Please kindly send me the message first.


----------



## Halley (2 Mar 2016)

Hi - I just ordered some bazookas off your website - how do I get the 10% ukaps member discount?


Sent from my iPhone using Tapatalk


----------



## Miroslav (2 Mar 2016)

Halley said:


> Hi - I just ordered some bazookas off your website - how do I get the 10% ukaps member discount?
> 
> 
> Sent from my iPhone using Tapatalk



Hello,

Thank you very much for purchase.

Please note that we used to have 10% discount on all our plants, however this offer is no longer available.

Also I am really sorry about this but unfortunately we do not run any promotions right now.


----------



## Halley (2 Mar 2016)

No problem - cant wait to get those bazooka!


Sent from my iPhone using Tapatalk


----------



## Halley (7 Mar 2016)

Hi, I got my bazookas (very fast shipping - thank you).  However there seems to be some mineral deposit on them.  Here are some pictures - 








Will these bazookas work?  Are they brand new as the look a little raggedly? 

Alan


Sent from my iPhone using Tapatalk


----------



## Miroslav (7 Mar 2016)

Hello,

please note that we do not sale used items and I can confirm that all our items are brand new.

Also please note that all items are tested by our suppliers before shipped to us and  / or tested by us before ship to customer.

This is why your diffuser can sometimes arrive slightly wet and / or with marking of use.
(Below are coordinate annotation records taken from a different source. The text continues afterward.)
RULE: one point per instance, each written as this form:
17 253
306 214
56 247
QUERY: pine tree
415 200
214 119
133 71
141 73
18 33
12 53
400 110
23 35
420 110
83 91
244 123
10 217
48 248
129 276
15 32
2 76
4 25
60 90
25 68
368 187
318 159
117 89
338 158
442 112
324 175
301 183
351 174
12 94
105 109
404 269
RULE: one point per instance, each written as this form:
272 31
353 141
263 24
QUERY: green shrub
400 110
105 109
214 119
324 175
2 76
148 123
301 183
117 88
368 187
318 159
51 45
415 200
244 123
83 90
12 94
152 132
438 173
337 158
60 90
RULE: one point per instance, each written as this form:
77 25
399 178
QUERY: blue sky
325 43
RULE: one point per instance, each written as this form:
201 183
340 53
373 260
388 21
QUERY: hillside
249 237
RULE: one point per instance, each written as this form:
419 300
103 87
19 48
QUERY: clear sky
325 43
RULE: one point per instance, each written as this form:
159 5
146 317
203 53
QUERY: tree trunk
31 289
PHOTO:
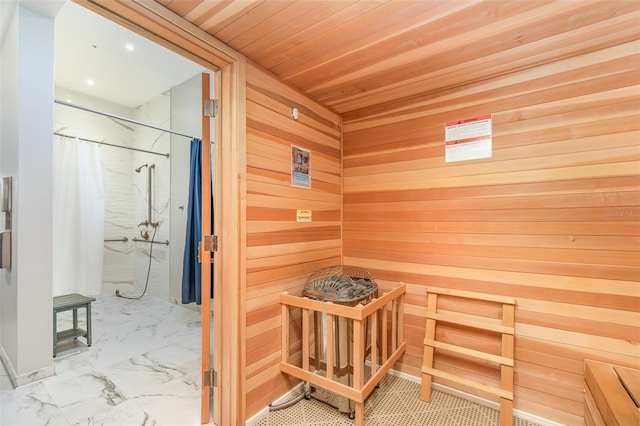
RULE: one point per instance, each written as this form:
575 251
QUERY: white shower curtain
78 217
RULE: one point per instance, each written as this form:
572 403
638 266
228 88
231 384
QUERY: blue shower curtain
191 271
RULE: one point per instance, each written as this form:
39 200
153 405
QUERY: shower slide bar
117 117
138 240
113 240
110 144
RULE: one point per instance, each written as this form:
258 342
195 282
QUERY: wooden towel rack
478 323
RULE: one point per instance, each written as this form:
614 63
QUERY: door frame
155 22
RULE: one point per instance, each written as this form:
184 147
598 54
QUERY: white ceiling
88 46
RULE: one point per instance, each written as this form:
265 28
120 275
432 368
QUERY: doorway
166 103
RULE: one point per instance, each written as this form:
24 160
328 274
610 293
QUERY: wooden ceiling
354 55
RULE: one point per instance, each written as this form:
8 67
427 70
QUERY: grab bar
138 240
113 240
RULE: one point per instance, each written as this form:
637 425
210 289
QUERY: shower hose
146 284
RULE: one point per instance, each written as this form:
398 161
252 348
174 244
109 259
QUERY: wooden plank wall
281 253
553 218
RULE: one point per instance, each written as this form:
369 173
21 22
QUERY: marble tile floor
142 369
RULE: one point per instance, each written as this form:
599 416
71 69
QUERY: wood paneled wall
281 252
552 218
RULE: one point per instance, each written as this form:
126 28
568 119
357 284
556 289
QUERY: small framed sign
300 167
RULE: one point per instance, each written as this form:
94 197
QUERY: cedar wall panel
552 218
281 253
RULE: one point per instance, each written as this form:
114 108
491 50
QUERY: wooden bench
612 394
505 328
66 303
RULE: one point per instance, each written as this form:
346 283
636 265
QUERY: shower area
133 176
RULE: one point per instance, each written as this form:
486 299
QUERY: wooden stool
66 303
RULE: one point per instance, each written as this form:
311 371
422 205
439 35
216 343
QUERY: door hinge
210 107
210 378
211 243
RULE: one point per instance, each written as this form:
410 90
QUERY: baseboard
446 389
23 379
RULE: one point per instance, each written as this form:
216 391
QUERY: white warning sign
468 139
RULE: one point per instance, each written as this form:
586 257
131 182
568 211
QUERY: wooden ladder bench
475 322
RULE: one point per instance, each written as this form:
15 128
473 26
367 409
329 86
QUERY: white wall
27 85
118 171
156 112
126 263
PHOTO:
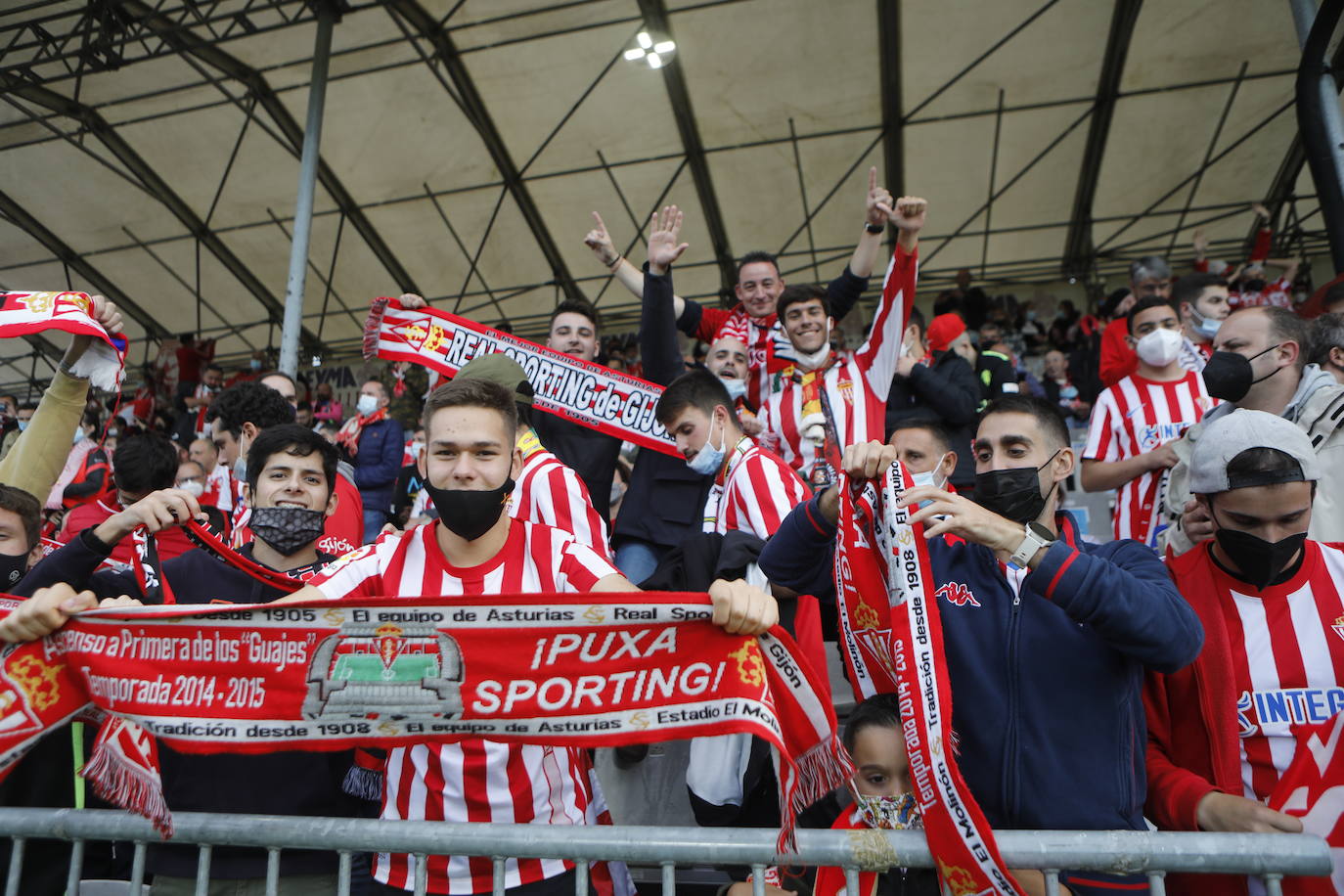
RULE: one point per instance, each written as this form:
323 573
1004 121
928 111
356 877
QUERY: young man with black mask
474 548
291 471
1221 731
1046 636
238 416
1260 364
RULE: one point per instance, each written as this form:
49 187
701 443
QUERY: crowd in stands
1099 683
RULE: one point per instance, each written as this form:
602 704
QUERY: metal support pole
304 204
1319 115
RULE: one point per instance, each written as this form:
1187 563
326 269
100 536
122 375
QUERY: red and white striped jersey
1135 417
552 493
754 493
1287 655
478 781
856 385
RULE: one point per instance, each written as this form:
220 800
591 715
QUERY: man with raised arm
1046 636
826 402
759 285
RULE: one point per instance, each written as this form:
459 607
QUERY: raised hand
105 313
877 201
909 216
45 611
663 240
601 244
740 607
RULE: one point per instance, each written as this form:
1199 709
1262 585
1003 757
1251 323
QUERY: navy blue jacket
378 463
287 782
1045 684
665 501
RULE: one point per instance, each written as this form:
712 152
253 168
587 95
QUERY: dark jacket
1046 686
996 375
287 782
592 454
948 391
381 446
665 500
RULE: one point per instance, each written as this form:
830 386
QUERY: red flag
1312 788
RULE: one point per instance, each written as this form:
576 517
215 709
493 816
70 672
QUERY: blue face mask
708 460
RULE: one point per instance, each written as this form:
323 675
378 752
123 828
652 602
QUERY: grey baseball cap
1239 431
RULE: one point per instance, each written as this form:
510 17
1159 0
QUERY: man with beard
1046 636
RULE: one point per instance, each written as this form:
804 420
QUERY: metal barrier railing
1152 853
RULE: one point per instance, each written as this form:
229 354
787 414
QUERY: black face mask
470 515
1229 377
287 529
1015 493
13 565
1261 561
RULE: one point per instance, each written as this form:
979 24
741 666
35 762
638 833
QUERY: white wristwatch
1035 538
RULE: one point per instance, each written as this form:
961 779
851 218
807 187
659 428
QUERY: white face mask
737 388
927 475
1159 348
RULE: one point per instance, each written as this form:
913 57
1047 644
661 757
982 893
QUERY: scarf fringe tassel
122 784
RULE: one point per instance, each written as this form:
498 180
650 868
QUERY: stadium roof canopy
150 148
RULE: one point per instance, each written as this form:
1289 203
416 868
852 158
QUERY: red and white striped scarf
566 669
894 645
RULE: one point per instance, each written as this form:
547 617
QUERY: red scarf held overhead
894 645
567 669
348 435
29 313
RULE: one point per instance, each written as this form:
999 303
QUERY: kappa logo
957 594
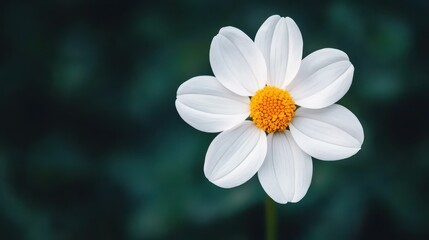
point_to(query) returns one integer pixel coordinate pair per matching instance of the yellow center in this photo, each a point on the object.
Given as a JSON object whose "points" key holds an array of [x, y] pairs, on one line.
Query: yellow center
{"points": [[272, 109]]}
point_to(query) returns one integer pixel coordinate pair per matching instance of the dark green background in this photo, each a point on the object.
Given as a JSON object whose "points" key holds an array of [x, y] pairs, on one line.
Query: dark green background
{"points": [[91, 145]]}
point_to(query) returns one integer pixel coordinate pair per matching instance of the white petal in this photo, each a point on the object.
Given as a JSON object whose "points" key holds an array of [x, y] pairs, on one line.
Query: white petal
{"points": [[236, 62], [286, 172], [280, 41], [331, 133], [235, 155], [208, 106], [323, 79]]}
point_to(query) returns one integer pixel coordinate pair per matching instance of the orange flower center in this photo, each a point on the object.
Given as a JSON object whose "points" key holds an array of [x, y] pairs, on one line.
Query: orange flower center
{"points": [[272, 109]]}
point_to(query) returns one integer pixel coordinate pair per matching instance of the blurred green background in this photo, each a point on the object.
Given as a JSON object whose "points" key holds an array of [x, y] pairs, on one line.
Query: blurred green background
{"points": [[91, 145]]}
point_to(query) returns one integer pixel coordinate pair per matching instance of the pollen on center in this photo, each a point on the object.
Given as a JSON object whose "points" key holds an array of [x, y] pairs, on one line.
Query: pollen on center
{"points": [[272, 109]]}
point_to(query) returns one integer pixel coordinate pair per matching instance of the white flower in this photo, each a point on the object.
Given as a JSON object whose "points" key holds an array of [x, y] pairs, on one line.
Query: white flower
{"points": [[264, 81]]}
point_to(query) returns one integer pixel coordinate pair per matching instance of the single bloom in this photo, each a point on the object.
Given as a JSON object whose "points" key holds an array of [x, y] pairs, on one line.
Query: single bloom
{"points": [[274, 109]]}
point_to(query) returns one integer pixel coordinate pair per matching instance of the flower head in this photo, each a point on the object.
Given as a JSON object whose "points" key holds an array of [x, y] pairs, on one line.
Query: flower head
{"points": [[290, 102]]}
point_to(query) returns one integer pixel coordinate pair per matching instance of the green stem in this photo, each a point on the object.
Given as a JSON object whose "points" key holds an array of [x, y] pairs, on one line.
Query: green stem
{"points": [[270, 219]]}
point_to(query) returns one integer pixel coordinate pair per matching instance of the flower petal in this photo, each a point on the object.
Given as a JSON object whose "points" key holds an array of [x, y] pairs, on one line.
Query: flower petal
{"points": [[208, 106], [280, 41], [286, 172], [323, 79], [235, 155], [331, 133], [237, 62]]}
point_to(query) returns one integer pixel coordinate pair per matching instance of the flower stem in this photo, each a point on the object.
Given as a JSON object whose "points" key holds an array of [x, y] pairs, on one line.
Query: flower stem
{"points": [[270, 219]]}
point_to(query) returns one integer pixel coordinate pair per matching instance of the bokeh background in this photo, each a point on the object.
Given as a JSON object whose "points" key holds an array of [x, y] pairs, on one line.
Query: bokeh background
{"points": [[91, 145]]}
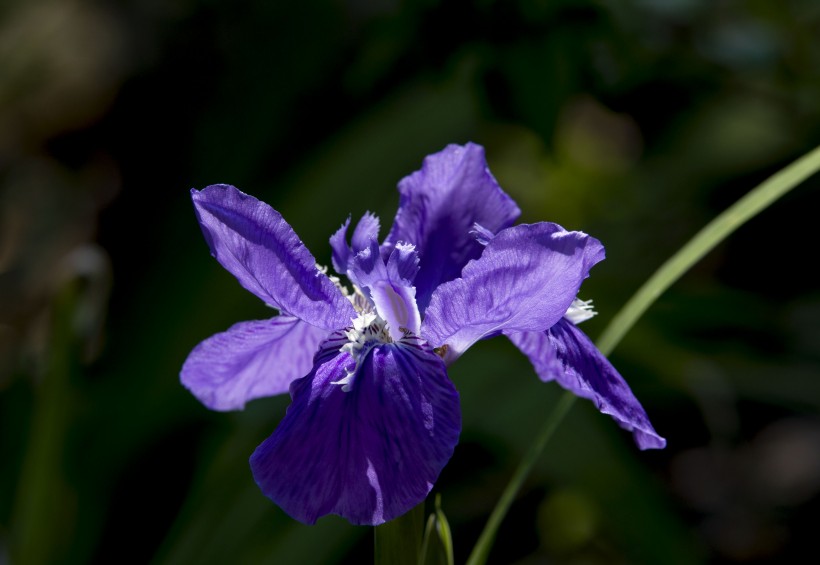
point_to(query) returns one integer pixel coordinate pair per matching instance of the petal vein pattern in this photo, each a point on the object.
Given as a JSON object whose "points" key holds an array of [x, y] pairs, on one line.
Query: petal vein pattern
{"points": [[438, 207], [526, 279], [251, 360], [565, 354], [369, 454]]}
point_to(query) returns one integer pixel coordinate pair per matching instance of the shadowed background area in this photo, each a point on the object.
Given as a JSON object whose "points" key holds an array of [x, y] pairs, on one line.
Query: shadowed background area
{"points": [[636, 122]]}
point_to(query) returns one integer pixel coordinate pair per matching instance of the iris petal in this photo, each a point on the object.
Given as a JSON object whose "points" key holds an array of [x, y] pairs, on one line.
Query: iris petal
{"points": [[251, 360], [256, 245], [370, 454], [525, 280], [565, 354], [437, 209]]}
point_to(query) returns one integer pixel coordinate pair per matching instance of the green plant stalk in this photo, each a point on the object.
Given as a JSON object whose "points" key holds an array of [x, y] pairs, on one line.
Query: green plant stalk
{"points": [[702, 243], [398, 542], [485, 541]]}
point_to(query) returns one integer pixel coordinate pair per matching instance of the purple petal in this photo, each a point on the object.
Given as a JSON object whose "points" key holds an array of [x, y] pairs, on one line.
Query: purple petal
{"points": [[388, 286], [565, 354], [525, 280], [366, 230], [370, 454], [340, 248], [439, 205], [255, 244], [250, 360]]}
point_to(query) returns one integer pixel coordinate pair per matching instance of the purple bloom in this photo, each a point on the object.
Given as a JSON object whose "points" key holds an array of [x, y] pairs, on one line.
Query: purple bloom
{"points": [[374, 417]]}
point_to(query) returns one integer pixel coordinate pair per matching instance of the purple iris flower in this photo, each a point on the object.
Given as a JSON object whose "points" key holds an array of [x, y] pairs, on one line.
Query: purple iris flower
{"points": [[374, 417]]}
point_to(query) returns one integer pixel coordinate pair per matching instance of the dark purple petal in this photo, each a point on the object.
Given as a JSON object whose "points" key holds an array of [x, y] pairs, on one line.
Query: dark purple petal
{"points": [[525, 280], [251, 360], [255, 244], [370, 454], [437, 209], [565, 354]]}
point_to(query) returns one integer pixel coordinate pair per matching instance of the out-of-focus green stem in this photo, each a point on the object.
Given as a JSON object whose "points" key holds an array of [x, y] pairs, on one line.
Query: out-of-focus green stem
{"points": [[485, 541], [398, 542], [38, 536], [704, 241]]}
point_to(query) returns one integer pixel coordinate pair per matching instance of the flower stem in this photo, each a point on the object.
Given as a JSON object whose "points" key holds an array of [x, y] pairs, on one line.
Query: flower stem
{"points": [[398, 542], [485, 541], [704, 241]]}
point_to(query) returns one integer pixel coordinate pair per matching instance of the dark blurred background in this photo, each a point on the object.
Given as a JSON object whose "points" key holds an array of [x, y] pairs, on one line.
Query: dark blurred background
{"points": [[635, 121]]}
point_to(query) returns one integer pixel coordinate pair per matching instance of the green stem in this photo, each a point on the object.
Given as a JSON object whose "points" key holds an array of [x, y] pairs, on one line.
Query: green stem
{"points": [[482, 548], [704, 241], [398, 542]]}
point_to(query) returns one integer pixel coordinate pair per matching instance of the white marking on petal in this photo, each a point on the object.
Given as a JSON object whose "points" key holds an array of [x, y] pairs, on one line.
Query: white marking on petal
{"points": [[580, 311]]}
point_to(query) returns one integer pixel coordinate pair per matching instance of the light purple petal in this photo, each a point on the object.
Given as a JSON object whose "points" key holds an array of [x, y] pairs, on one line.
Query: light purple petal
{"points": [[370, 454], [437, 209], [525, 280], [255, 244], [251, 360], [388, 286], [565, 354], [366, 230], [340, 248]]}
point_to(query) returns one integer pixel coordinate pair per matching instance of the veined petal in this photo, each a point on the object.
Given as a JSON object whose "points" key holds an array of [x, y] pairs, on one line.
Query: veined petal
{"points": [[438, 207], [370, 454], [525, 280], [255, 244], [251, 360], [565, 354]]}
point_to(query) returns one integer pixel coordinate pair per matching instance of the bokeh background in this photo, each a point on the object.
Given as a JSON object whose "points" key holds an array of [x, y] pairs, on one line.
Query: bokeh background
{"points": [[635, 121]]}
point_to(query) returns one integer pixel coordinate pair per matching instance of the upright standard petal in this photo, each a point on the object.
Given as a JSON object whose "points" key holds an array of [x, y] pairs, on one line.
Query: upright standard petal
{"points": [[251, 360], [565, 354], [525, 280], [255, 244], [370, 454], [437, 209]]}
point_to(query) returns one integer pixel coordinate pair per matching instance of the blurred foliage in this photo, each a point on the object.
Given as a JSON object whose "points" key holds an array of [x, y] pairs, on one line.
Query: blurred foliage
{"points": [[634, 121]]}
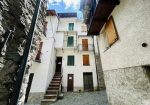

If I am not mistaken your item should arrived sealed in original packaging from Intense.


----------



## Halley (7 Mar 2016)

Thanks for your reply.  I just want to know that the product is  safe to use as you can clearly see there is some kind of deposit on the product.  If I'm not mistaken, the whole point of this product is that is releases tiny bubbles of co2 into the water column.  If, as you can clearly see from the pictures, there is some blockage then there could be a problem.  The product looks like it has been used for some time rather than simply a one off test.  Would you not agree?  Secondly, the plastic bag from intense is simply a closed clear plastic bag with a label attached.  I did not know if your company manufactures the product or not.  I simply want reassurance over the state of the product before I opened the packaging.  


Sent from my iPhone using Tapatalk


----------



## Miroslav (7 Mar 2016)

Hello,

As I mentioned before I can confirm that we do not sale used products.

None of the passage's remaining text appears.